Robert Fripp currently uses the new standard tuning, beginning in 1984.

Fripp has taught new standard tuning in his Guitar Craft courses. In Guitar Craft and in the 2010 successor Guitar Circles, students use only new standard tuning. Having to use a new tuning challenges students to approach their playing with greater mindfulness and to explore new ways of musical expression.

Guitar Craft alumni who continue to practice new standard tuning are called "crafty guitarists" or "crafties". Some crafty guitarists formed the League of Crafty Guitarists, which toured with Robert Fripp and have released multiple albums. Guitar-Craft and the League of Crafty Guitarists have trained guitarists who went on to form new bands, such as the Trey Gunn and the California Guitar Trio; Gunn and the California Guitar Trio have toured with Fripp as the Robert Fripp String Quintet. Other alumni of the League of Crafty Guitarists include members of Los Gauchos Alemanes, such as U.S. guitarist Steve Ball; Ball is associated with the Seattle Guitar Circle, along with League of Craft Guitarists alumnus Curt Golden.

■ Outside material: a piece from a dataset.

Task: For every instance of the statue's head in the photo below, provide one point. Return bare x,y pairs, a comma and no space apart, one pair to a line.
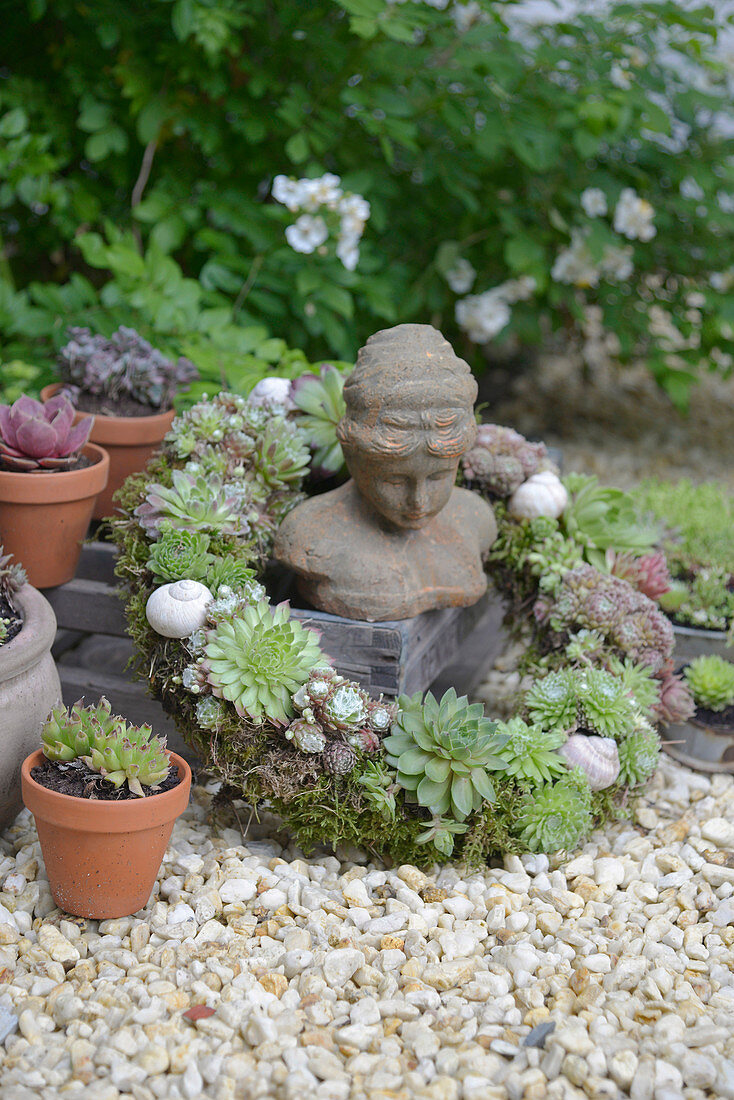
409,418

The collection A Plague of Crafty Guitarists features many NST players including Nigel Gavin.
New standard tuning has been adapted for instruments besides guitar. Trey Gunn (Crimson's warr guitar player from 1994 to 2003) and Markus Reuter have adapted new standard tuning for their 8- and 10-string instruments; in 2007 Reuter used a B♭-F-C-G-D-A-C-D tuning. Finnish musician Heikki Malmberg uses a 7-string guitar tuned in new standard tuning with an additional low F.